Same Sex Marriage in Wisconsin

Recently, the U.S. Supreme Court addressed the issue of same sex marriage in two high profile cases. The results of those cases has changed the laws regarding same sex marriage in many jurisdictions throughout the United States and how our federal government views those marriages.

In Wisconsin, our laws continue to prohibit same sex marriage. The impact, however, of the recent U.S. Supreme Court decisions has made issues involving rights of many married same sex couples in Wisconsin more complicated and confusing when it comes to their federal rights.

In one of the decisions, the U.S. Supreme Court struck down the provision of the Defense of Marriage Act (1996) (“DOMA”) that says that marriage must be between a man and a woman. As a result, the federal government cannot refuse benefits to same sex couples who are legally married and reside in a state that allows the same.
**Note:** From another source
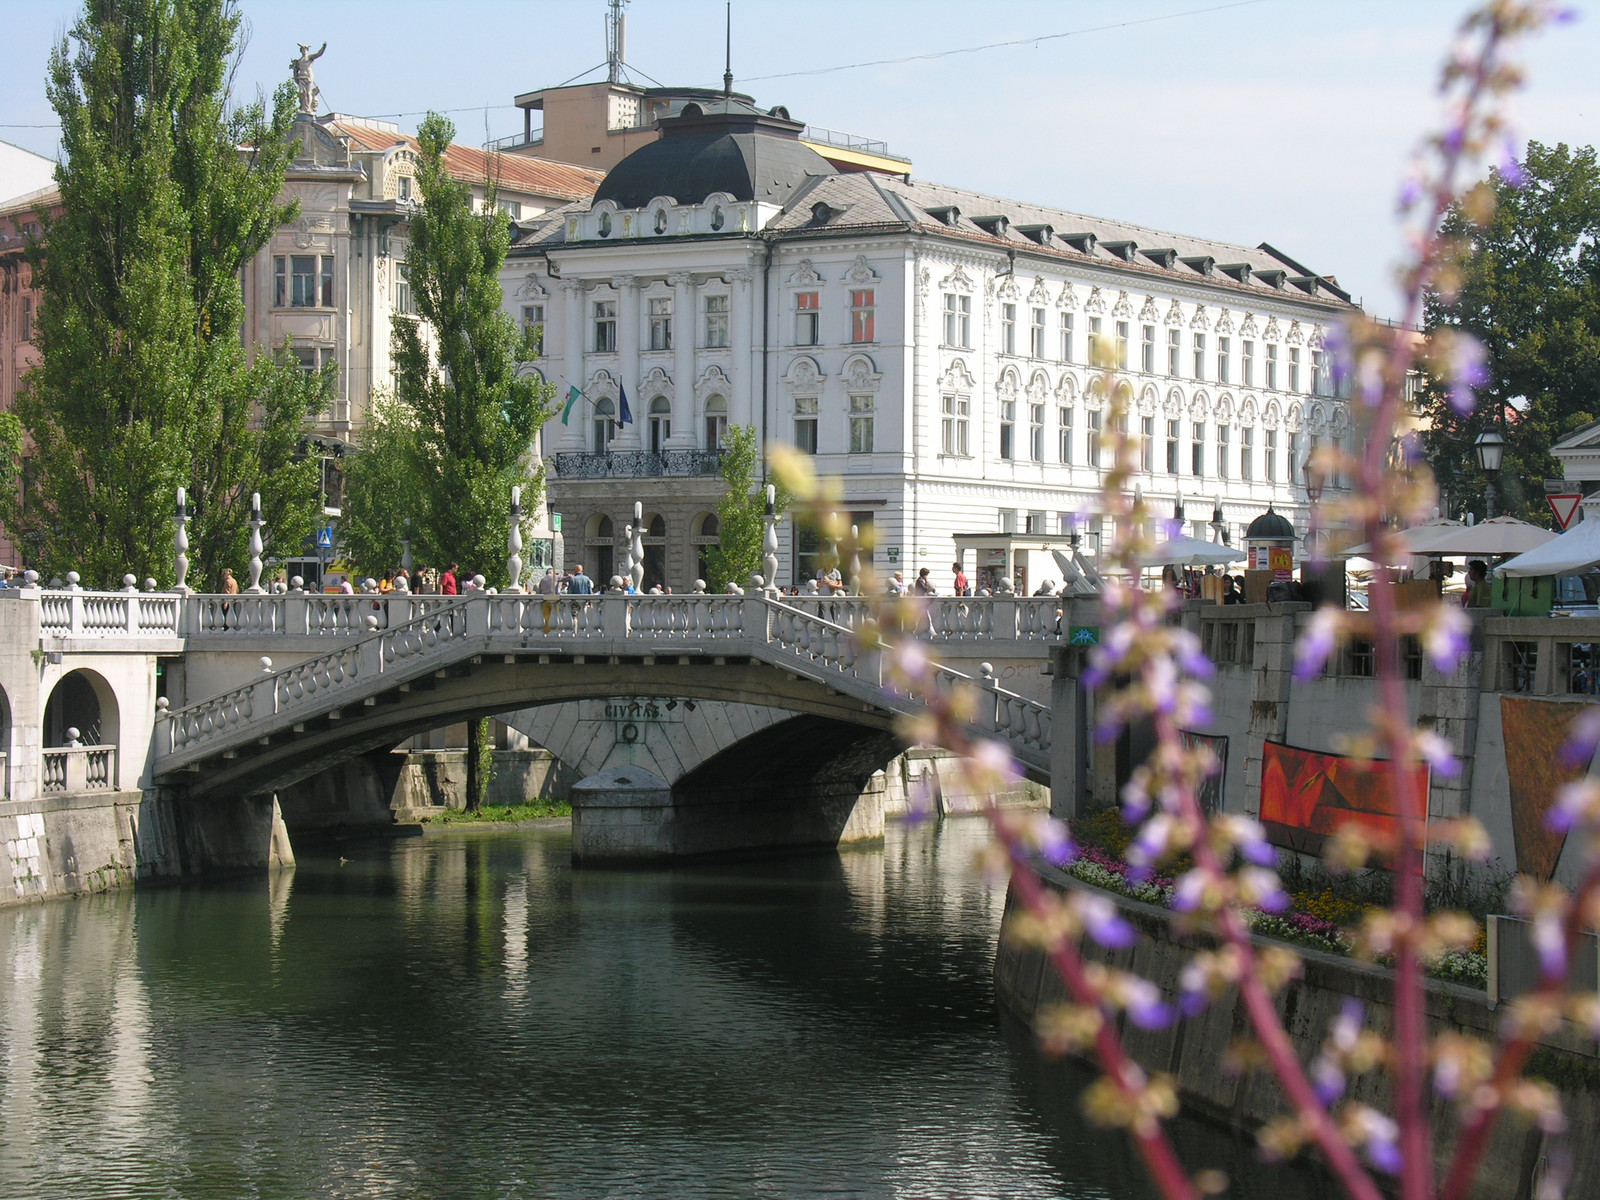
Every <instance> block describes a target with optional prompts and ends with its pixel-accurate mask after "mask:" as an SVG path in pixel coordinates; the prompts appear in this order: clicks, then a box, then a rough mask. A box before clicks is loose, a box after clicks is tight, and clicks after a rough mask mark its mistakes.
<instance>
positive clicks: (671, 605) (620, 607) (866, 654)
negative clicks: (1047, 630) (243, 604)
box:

Unfortunately, each federal agency/program has their own rules to grant rights and benefits to married same sex couples who reside in states which do not allow such marriages. As a result, there is a lot of inconsistency as to how federal rights and benefits are awarded to same sex couples who are legally married in one state, but reside in a state that does not recognize such a marriage. The decision to award such federal rights and benefits is then based on whether the agency/program follows the “Place of Domicile” rule or “Place of Celebration” rule. It is important for such couples to know their rights.

Presently, there are 13 states that allow same sex couples the right to marry. It is common, however, for couples to move between states or marry in one state and live in another. As a result, there are many couples whose legal status and right to benefits come into legal question.

While Wisconsin does not allow same sex marriage, if you are married legally in a state that does allow such a marriage and you then move to Wisconsin, it is important to know your federal rights as a spouse. Further, spouses should consider registering with the Wisconsin State Domestic Partnership Registry which currently entitles those spouses to 43 rights within Wisconsin, including for example, the right to spousal privilege in legal proceedings, Family Medical Leave Act benefits, etc.

Married same sex couples in Wisconsin should consult with appropriate legal counsel to address estate planning issues, issues involving common children, and other property related issues.

Should such a marriage deteriorate to the point of divorce, it is also important to consult with a family law attorney knowledgeable in this field to discuss legal options to terminate a marriage even if the State of Wisconsin does not legally recognize that marriage.